Carisoprodol? Just a CNS muscle relaxant, no more euphoric than Valium, really. I'd rather think a "Soma" drug would have more heavenly subjective effects.
EDIT: And just for HVC's sake, I'll note that carisoprodol is in effect merely a pro-drug for meprobamate (Equanil), the first minor tranquilizer to hit the North American market in the mid-50s, and wildly successful at that. Until overtaken by chlordiazepoxide (Librium) in 1960 and diazepam (Valium) in 1963.
Seriously, how did you pass any background check for any lawyer-y job :lol:
Quote from: HVC on August 08, 2013, 07:47:19 PM
Seriously, how did you pass any background check for any lawyer-y job :lol:
Well, I haven't gotten my Character and Fitness results back... :goodboy: But a little pharmaceutical knowledge can't hurt, can it?
Capetan Mihali is: Breaking Blah.
Quote from: Capetan Mihali on August 08, 2013, 07:55:47 PM
Quote from: HVC on August 08, 2013, 07:47:19 PM
Seriously, how did you pass any background check for any lawyer-y job :lol:
Well, I haven't gotten my Character and Fitness results back... :goodboy: But a little pharmaceutical knowledge can't hurt, can it?
a little knowledge is a dangerous thing :D
Quote from: MadImmortalMan on August 08, 2013, 11:08:05 AM
Quote from: Malthus on August 08, 2013, 10:12:56 AM
I can't get over the fact he deliberately called the stuff "Soylent". :hmm:
There is a drug deliberately branded as "Soma" too. Either they were trying to be ironic like these guys or that marketing department needs to read some books once in a while.
I read this on Reddit a week or two ago. The guy played the book snob card and said he was going for how, in the book, the name was just a hodgepodge of "soya" and "lentil."
The democrats are going to force us all to live on this thing next.
Quote from: Siege on August 09, 2013, 12:17:08 PM
The democrats are going to force us all to live on this thing next.

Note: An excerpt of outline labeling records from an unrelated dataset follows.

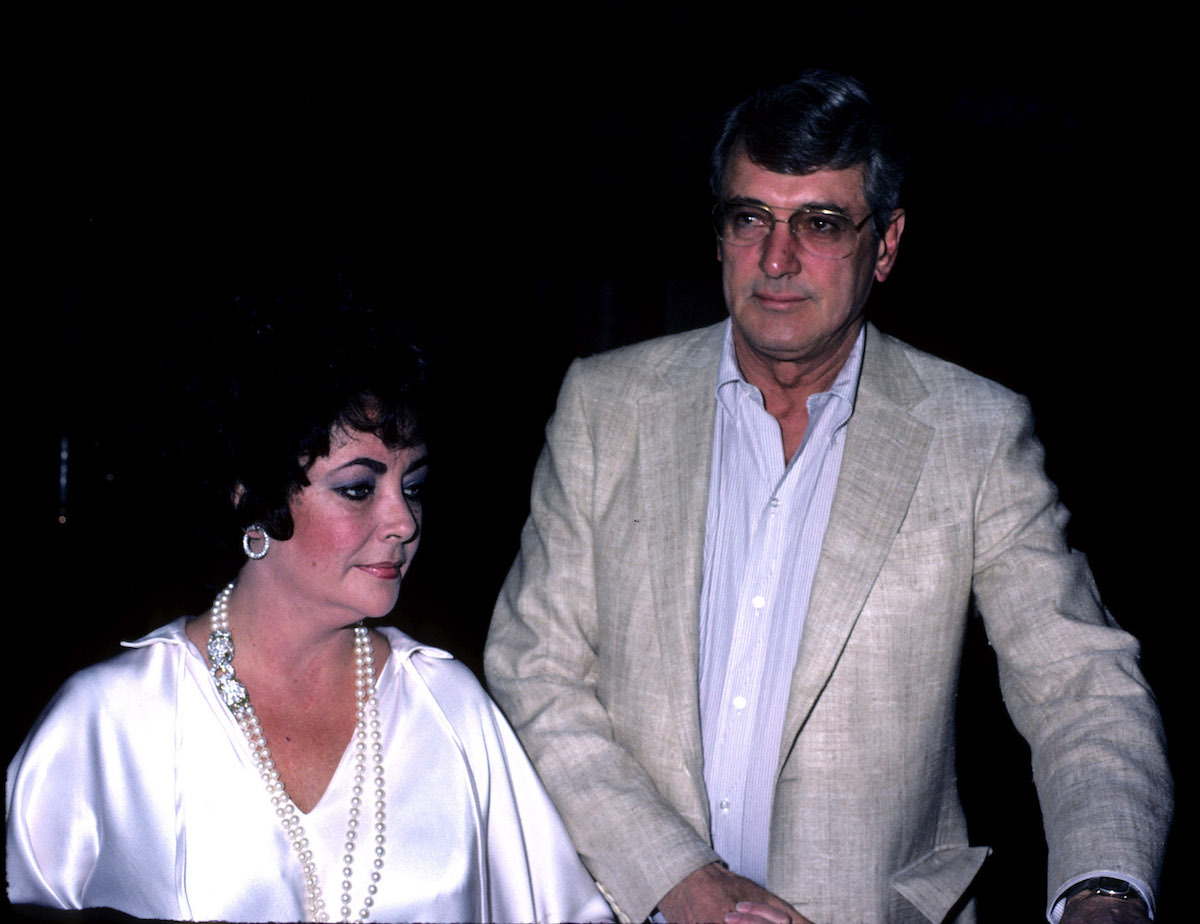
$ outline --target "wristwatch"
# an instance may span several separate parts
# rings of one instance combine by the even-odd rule
[[[1124,880],[1112,878],[1111,876],[1096,876],[1091,880],[1084,880],[1076,883],[1070,892],[1067,893],[1067,899],[1073,899],[1081,892],[1091,892],[1093,895],[1108,895],[1110,899],[1140,899],[1141,895],[1138,894],[1138,889],[1130,886]]]

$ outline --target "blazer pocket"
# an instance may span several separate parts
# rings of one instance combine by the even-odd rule
[[[934,922],[946,920],[991,847],[936,847],[892,876],[892,888]]]

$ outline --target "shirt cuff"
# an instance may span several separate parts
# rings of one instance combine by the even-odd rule
[[[1154,917],[1154,898],[1150,892],[1150,886],[1139,880],[1136,876],[1130,876],[1128,872],[1117,872],[1115,870],[1092,870],[1091,872],[1085,872],[1082,876],[1076,876],[1075,878],[1066,882],[1058,889],[1058,898],[1054,900],[1054,904],[1046,910],[1046,920],[1050,924],[1058,924],[1062,920],[1062,910],[1067,906],[1067,893],[1070,892],[1080,882],[1086,882],[1087,880],[1094,880],[1099,876],[1109,876],[1110,878],[1122,880],[1128,882],[1133,890],[1138,893],[1142,901],[1146,902],[1146,908],[1150,911],[1150,917]]]

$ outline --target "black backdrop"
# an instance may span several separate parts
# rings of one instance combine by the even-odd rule
[[[478,670],[566,364],[721,317],[716,126],[814,65],[863,78],[914,157],[876,320],[1032,398],[1073,540],[1144,640],[1177,742],[1192,467],[1175,434],[1195,421],[1176,320],[1182,90],[1158,64],[1171,24],[1013,7],[505,17],[42,24],[17,88],[31,246],[8,320],[14,444],[31,450],[11,481],[31,505],[18,580],[36,588],[10,644],[37,666],[12,685],[6,755],[66,674],[230,576],[197,383],[222,362],[229,296],[280,268],[337,263],[431,332],[442,468],[394,622]],[[961,775],[976,840],[997,848],[980,890],[1033,920],[1044,846],[994,685],[976,632]],[[1183,782],[1177,744],[1172,758]],[[1184,793],[1176,840],[1189,815]]]

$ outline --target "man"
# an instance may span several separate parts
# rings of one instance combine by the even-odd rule
[[[564,382],[486,670],[634,920],[973,919],[972,602],[1032,749],[1051,919],[1153,902],[1159,718],[1028,406],[864,320],[900,173],[852,79],[748,100],[714,155],[730,319]]]

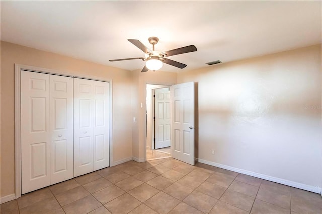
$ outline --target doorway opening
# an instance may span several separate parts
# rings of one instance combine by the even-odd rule
[[[170,87],[146,85],[146,160],[171,157]]]

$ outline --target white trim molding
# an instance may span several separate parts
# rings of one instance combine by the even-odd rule
[[[21,118],[20,118],[20,71],[21,70],[38,72],[39,73],[50,74],[59,75],[72,77],[80,78],[83,79],[91,79],[93,80],[103,81],[109,82],[109,151],[110,151],[110,166],[115,164],[113,162],[113,83],[112,79],[107,79],[94,76],[84,74],[67,73],[64,71],[48,69],[29,65],[15,64],[15,194],[9,195],[2,198],[7,200],[7,197],[10,200],[21,197]],[[132,160],[132,158],[128,160]],[[126,161],[125,161],[126,162]],[[9,201],[9,200],[8,200]]]
[[[134,160],[134,161],[136,161],[138,163],[141,163],[142,162],[145,162],[145,160],[144,159],[144,158],[137,158],[136,157],[133,157],[132,158],[132,160]]]
[[[15,199],[16,196],[15,195],[15,194],[11,194],[10,195],[2,197],[2,198],[0,198],[0,204],[15,200]]]
[[[119,160],[116,161],[115,161],[113,163],[113,166],[116,166],[117,165],[121,164],[123,163],[125,163],[126,162],[130,161],[130,160],[133,160],[133,158],[132,157],[129,158],[124,158],[121,160]]]
[[[211,166],[221,168],[239,173],[244,174],[245,175],[250,175],[258,178],[261,178],[264,180],[266,180],[274,182],[275,183],[278,183],[286,185],[287,186],[292,186],[293,187],[297,188],[298,189],[303,189],[304,190],[309,191],[310,192],[321,194],[322,195],[322,193],[321,192],[321,189],[318,186],[313,186],[306,184],[303,184],[302,183],[297,183],[288,180],[285,180],[282,178],[279,178],[275,177],[264,175],[263,174],[253,172],[250,171],[247,171],[244,169],[239,169],[238,168],[233,167],[232,166],[209,161],[200,158],[195,158],[195,160],[196,160],[196,161],[199,162],[199,163],[204,163],[206,164],[210,165]]]

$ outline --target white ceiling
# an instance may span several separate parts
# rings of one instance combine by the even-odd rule
[[[164,51],[195,45],[169,58],[183,72],[321,43],[321,1],[1,1],[1,40],[130,70],[143,57],[128,42],[157,36]],[[213,65],[215,66],[215,65]]]

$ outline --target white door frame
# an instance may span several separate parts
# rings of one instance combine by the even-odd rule
[[[21,197],[21,121],[20,108],[20,70],[26,70],[39,73],[49,74],[60,75],[71,77],[77,77],[93,80],[103,81],[109,83],[109,147],[110,147],[110,166],[113,166],[113,99],[112,80],[104,77],[98,77],[84,74],[75,74],[71,72],[67,73],[61,71],[48,69],[46,68],[29,65],[15,64],[15,197]],[[145,147],[146,140],[145,139]],[[145,159],[146,159],[145,154]]]
[[[154,95],[155,95],[155,90],[156,89],[163,89],[163,88],[169,88],[169,92],[170,91],[170,86],[165,86],[165,85],[163,85],[162,86],[160,86],[160,87],[157,87],[157,88],[152,88],[152,104],[151,104],[151,107],[152,107],[152,110],[153,111],[153,114],[151,114],[151,116],[152,117],[152,121],[153,122],[153,124],[152,124],[152,132],[153,132],[153,134],[152,135],[152,139],[154,140],[154,138],[155,138],[155,120],[154,119],[153,117],[155,117],[155,97],[154,97]],[[171,108],[170,108],[170,110],[171,109]],[[153,150],[155,149],[155,141],[152,141],[152,148],[151,150]],[[170,146],[171,146],[171,144],[170,143]]]
[[[161,85],[161,86],[160,86],[159,88],[158,87],[156,87],[155,88],[151,88],[151,90],[153,90],[155,89],[157,89],[157,88],[167,88],[167,87],[170,87],[170,86],[171,86],[171,85],[174,85],[174,84],[173,83],[157,83],[157,82],[153,82],[153,83],[150,83],[150,82],[145,82],[144,85],[145,85],[145,87],[144,87],[145,89],[144,90],[144,97],[145,97],[145,98],[144,99],[144,104],[143,104],[143,111],[144,112],[146,113],[146,86],[147,85]],[[152,94],[152,96],[153,97],[153,93]],[[152,100],[152,102],[153,103],[153,100]],[[151,106],[151,108],[153,108]],[[151,120],[153,121],[153,116],[152,115],[152,114],[151,114]],[[144,136],[147,136],[147,128],[146,128],[146,114],[144,114],[144,118],[142,118],[143,121],[144,121]],[[154,126],[154,125],[153,125]],[[153,137],[154,138],[154,136]],[[140,160],[140,162],[141,161],[146,161],[146,137],[145,137],[143,138],[144,139],[144,147],[143,147],[143,149],[144,150],[144,153],[143,154],[144,154],[144,160]],[[152,142],[152,144],[154,144],[154,143]],[[154,146],[153,146],[153,149],[154,149]]]

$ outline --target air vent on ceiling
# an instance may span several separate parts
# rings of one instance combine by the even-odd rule
[[[215,65],[216,64],[221,63],[222,62],[221,62],[220,60],[216,60],[216,61],[213,61],[212,62],[207,62],[206,64],[208,64],[209,65]]]

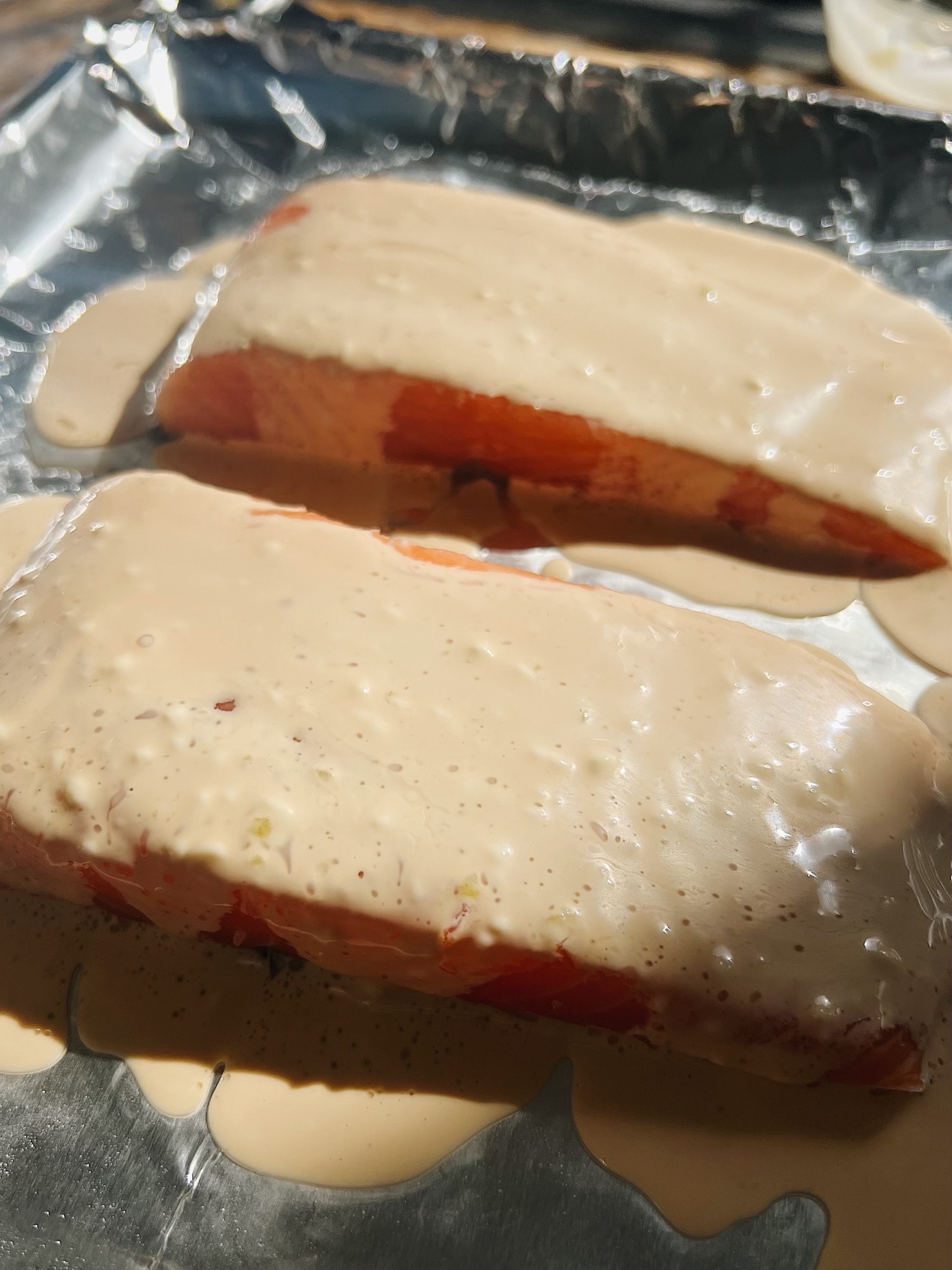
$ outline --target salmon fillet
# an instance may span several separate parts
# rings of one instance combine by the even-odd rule
[[[788,300],[801,273],[806,293]],[[698,316],[708,276],[717,304]],[[577,325],[558,318],[573,305]],[[815,331],[819,312],[829,329]],[[882,326],[900,330],[892,343]],[[815,249],[336,182],[278,207],[245,248],[158,411],[174,432],[488,475],[516,503],[526,485],[568,491],[689,537],[727,531],[740,550],[888,577],[948,559],[949,354],[937,318]],[[563,371],[581,359],[585,373]]]
[[[921,1086],[942,753],[826,654],[132,474],[11,579],[0,658],[8,885]]]

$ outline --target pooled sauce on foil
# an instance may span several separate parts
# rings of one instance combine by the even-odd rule
[[[139,382],[153,356],[140,352],[130,384]],[[75,381],[79,395],[99,373],[92,362],[84,372]],[[125,406],[118,396],[113,400]],[[79,419],[71,443],[100,444],[112,436],[114,423],[105,417],[90,422],[94,427],[83,434]],[[262,464],[259,447],[241,455],[240,446],[202,442],[175,442],[160,461],[351,523],[398,531],[412,526],[414,537],[431,531],[484,541],[511,530],[511,517],[484,481],[454,490],[445,479],[419,471],[380,479],[328,465],[303,467],[297,456],[278,455]],[[52,519],[55,508],[41,512],[33,505],[39,502],[55,500],[0,508],[5,577]],[[657,560],[660,550],[651,550]],[[622,564],[618,556],[611,568]],[[802,599],[793,592],[783,598],[794,579],[801,584],[783,570],[778,599],[759,574],[747,591],[738,589],[747,587],[742,572],[728,569],[721,579],[727,589],[712,601],[759,607],[766,597],[768,611],[778,611],[770,605],[779,602],[799,605],[803,613],[819,611],[819,601],[807,598],[817,594],[812,579],[799,592]],[[693,577],[697,587],[697,572]],[[656,574],[655,580],[691,594],[684,575]],[[844,596],[847,585],[854,587],[843,579],[821,582],[843,587]],[[826,606],[835,592],[820,594],[827,597],[824,611],[831,611]],[[932,621],[939,622],[933,626],[935,649],[947,616],[933,608]],[[939,735],[935,719],[948,712],[948,681],[935,685],[918,707]],[[160,1110],[175,1115],[200,1106],[214,1068],[225,1062],[210,1123],[222,1148],[248,1167],[330,1185],[397,1181],[525,1102],[555,1059],[571,1053],[575,1114],[590,1149],[686,1232],[711,1233],[784,1190],[806,1190],[820,1195],[831,1214],[821,1270],[938,1270],[952,1257],[947,1041],[937,1043],[934,1085],[921,1097],[785,1087],[656,1055],[624,1039],[513,1021],[395,989],[381,993],[306,964],[283,965],[272,977],[258,954],[0,892],[0,1068],[36,1071],[60,1057],[66,987],[79,963],[85,966],[84,1039],[126,1057]],[[338,1026],[343,1039],[334,1040]]]
[[[952,569],[864,582],[859,589],[897,644],[942,674],[952,674]]]
[[[142,377],[192,316],[202,279],[240,245],[240,239],[221,239],[177,273],[107,291],[55,335],[32,406],[41,436],[70,448],[109,444]]]
[[[193,356],[249,345],[594,419],[949,556],[952,331],[807,243],[431,182],[318,182],[236,258]],[[369,391],[360,428],[324,410],[319,434],[289,443],[381,461],[385,398]],[[262,441],[294,438],[294,419],[264,419]]]
[[[583,1140],[685,1232],[802,1190],[830,1210],[821,1270],[944,1270],[952,1255],[947,1039],[919,1096],[780,1086],[0,890],[0,1069],[56,1060],[80,964],[80,1035],[131,1059],[160,1110],[200,1106],[225,1064],[210,1128],[249,1168],[399,1181],[526,1102],[568,1054]]]
[[[591,569],[627,573],[703,605],[759,608],[780,617],[820,617],[859,594],[853,578],[772,569],[697,547],[636,547],[582,542],[563,549]]]
[[[937,679],[915,704],[929,732],[952,747],[952,679]]]

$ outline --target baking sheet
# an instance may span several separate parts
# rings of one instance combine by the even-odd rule
[[[175,267],[299,182],[342,171],[399,166],[595,215],[681,207],[773,227],[952,316],[948,122],[834,91],[516,57],[282,8],[221,15],[156,0],[108,29],[90,20],[78,55],[0,122],[3,495],[74,490],[150,462],[150,434],[78,453],[32,431],[51,331],[97,292]],[[686,603],[636,579],[575,575]],[[726,612],[822,644],[904,705],[934,678],[860,602],[810,620]],[[685,1240],[581,1146],[564,1071],[431,1173],[372,1191],[239,1168],[203,1113],[161,1116],[122,1064],[76,1039],[48,1072],[0,1077],[0,1264],[24,1270],[807,1270],[825,1222],[816,1200],[787,1196],[713,1240]]]

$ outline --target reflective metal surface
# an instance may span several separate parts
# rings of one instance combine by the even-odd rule
[[[947,121],[834,91],[754,89],[366,30],[253,0],[154,0],[0,121],[0,494],[147,464],[153,438],[58,451],[29,424],[51,331],[132,274],[250,226],[304,179],[413,168],[610,216],[674,206],[829,246],[952,315]],[[545,554],[526,563],[540,566]],[[580,580],[677,597],[576,568]],[[791,621],[726,611],[838,653],[910,705],[933,676],[859,602]],[[578,1142],[564,1071],[527,1109],[416,1181],[306,1187],[224,1158],[74,1043],[0,1077],[0,1265],[808,1270],[821,1205],[778,1200],[714,1240],[674,1232]]]

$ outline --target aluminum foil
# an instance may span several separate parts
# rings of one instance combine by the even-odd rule
[[[952,316],[949,121],[833,90],[616,70],[329,23],[271,0],[154,0],[0,121],[0,497],[149,464],[153,437],[78,453],[29,422],[43,348],[97,292],[180,267],[301,180],[386,168],[630,216],[683,207],[827,246]],[[549,552],[548,555],[550,555]],[[524,563],[540,568],[547,552]],[[636,579],[576,569],[685,603]],[[717,610],[713,610],[717,611]],[[909,706],[934,676],[857,602],[805,621],[724,610],[838,653]],[[600,1168],[558,1071],[540,1097],[412,1182],[372,1191],[249,1173],[205,1113],[170,1120],[74,1038],[0,1077],[0,1264],[43,1270],[623,1267],[810,1270],[826,1217],[784,1196],[685,1240]]]

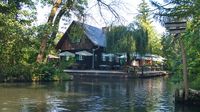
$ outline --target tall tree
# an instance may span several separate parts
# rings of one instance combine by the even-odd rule
[[[166,18],[173,18],[176,19],[188,19],[188,21],[192,21],[193,26],[190,31],[186,32],[185,35],[179,37],[179,42],[182,51],[182,63],[183,63],[183,78],[184,78],[184,100],[188,99],[188,69],[187,69],[187,53],[185,49],[187,49],[186,39],[190,37],[192,40],[194,39],[195,32],[199,32],[200,21],[199,21],[199,0],[168,0],[167,5],[161,5],[158,2],[152,2],[154,6],[157,7],[158,12],[155,14],[155,17],[161,20],[161,22],[166,22],[169,19]],[[193,36],[192,36],[193,35]],[[195,40],[195,39],[194,39]]]
[[[139,4],[138,12],[136,20],[148,33],[148,49],[146,52],[161,54],[161,40],[152,26],[151,11],[145,0],[142,0],[142,3]]]

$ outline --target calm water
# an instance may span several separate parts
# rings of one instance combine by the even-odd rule
[[[0,84],[0,112],[200,112],[175,106],[173,87],[165,78]]]

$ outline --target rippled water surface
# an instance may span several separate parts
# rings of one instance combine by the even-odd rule
[[[200,112],[165,78],[0,84],[0,112]]]

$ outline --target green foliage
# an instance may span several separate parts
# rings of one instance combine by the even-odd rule
[[[72,43],[80,43],[81,39],[85,37],[83,26],[73,25],[70,27],[69,40]]]
[[[168,5],[161,6],[159,3],[152,2],[154,6],[159,9],[158,18],[165,22],[166,17],[176,17],[177,19],[187,20],[186,32],[181,36],[184,42],[187,59],[188,59],[188,72],[189,72],[189,83],[191,88],[200,89],[200,39],[199,39],[199,28],[200,28],[200,1],[199,0],[169,0]],[[171,41],[176,41],[176,38],[171,38]],[[172,70],[181,70],[181,62],[179,66],[175,63],[177,60],[181,60],[179,54],[179,46],[177,43],[169,44],[169,39],[163,40],[164,54],[168,57],[169,68]],[[172,42],[171,42],[172,43]],[[167,48],[168,47],[168,48]],[[170,56],[171,55],[171,56]]]
[[[153,54],[162,54],[161,38],[152,26],[152,21],[150,18],[150,8],[145,0],[142,0],[142,3],[139,4],[138,11],[139,14],[136,17],[136,20],[138,24],[143,27],[143,29],[146,30],[146,32],[148,33],[148,46],[146,52]]]
[[[136,52],[140,55],[144,55],[147,52],[148,47],[148,33],[142,27],[134,31],[136,39]]]

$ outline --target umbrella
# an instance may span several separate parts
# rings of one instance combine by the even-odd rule
[[[75,54],[71,53],[71,52],[68,52],[68,51],[65,51],[65,52],[61,52],[59,54],[59,56],[75,56]]]
[[[88,52],[88,51],[79,51],[79,52],[76,52],[75,54],[78,54],[78,55],[82,55],[82,56],[92,56],[93,54]]]

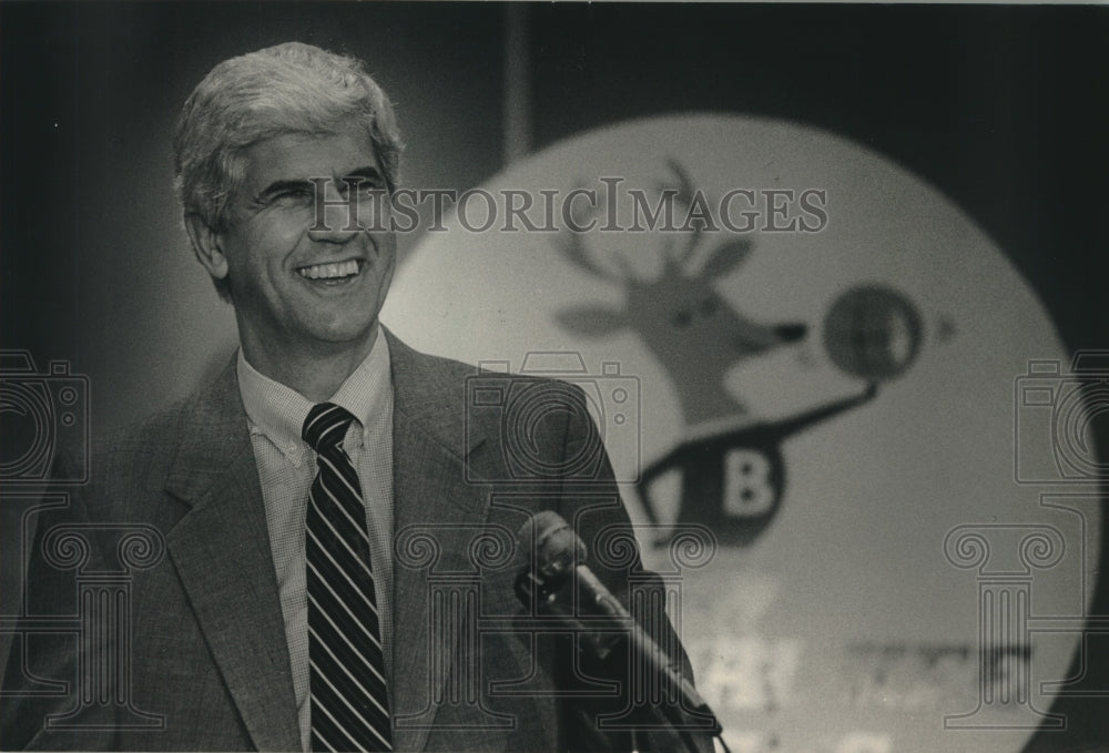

Perhaps they might force people to become better educated first. :hmm:
Quote from: crazy canuck on August 09, 2013, 12:22:57 PM
Quote from: Siege on August 09, 2013, 12:17:08 PM
The democrats are going to force us all to live on this thing next.
Perhaps they might force people to become better educated first. :hmm:
Highly unlikely. Educated people would read through their propaganda.
Now, if you mean forcing people to become better brainwashed by the Left Wing propaganda machine....
You know, sometimes I really wish right wing conspiracy theories were true.
BTW, there is a copy of soylent green with plenty seeders, nice surprise.
I think there's an upload on Google Video, actually, which is even easier.